Location
- Rona Street Peakhurst, New South Wales Australia

Information
- School type: Public comprehensive co-ed secondary day school
- Motto: Respect, Responsibility, Excellence
- Established: 1964
- School code: 8408
- Principal: Diane Wilson
- Grades: 7–10
- Enrolment: 835 (2025)

= Georges River College (Peakhurst Campus) =

Peakhurst High School, also known as Georges River College Peakhurst Campus, is a Co-Ed middle school that offers comprehensive education from years 7 to 10.

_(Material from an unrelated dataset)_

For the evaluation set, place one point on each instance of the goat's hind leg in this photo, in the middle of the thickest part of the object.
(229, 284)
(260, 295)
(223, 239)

Students who complete Year 10 at GRC Peakhurst Campus have a place in GRC Oatley Campus (11–12).

==Facilities==
Facilities include:
- D Block – Maths & Computing. Consists of several maths classrooms and computer labs, as well as the school administration area on the lower level
- A Block – Design & Technology. Contains kitchens and textile rooms. Also consists of a computer lab, photography dark room, science labs, classrooms for special ed students, child studies room & more.
- E Block – English & HSIE. Consists mainly of English rooms, History rooms and Geography classrooms, but also science labs.
- C Block – CAPA – Contains several Art rooms, Woodwork and Metalwork rooms, Music classrooms, and some computer labs.
- F Block – Varied – F Block holds multipurpose classrooms. It contains a Japanese room, a dance room, PE rooms, a gym, and two science labs.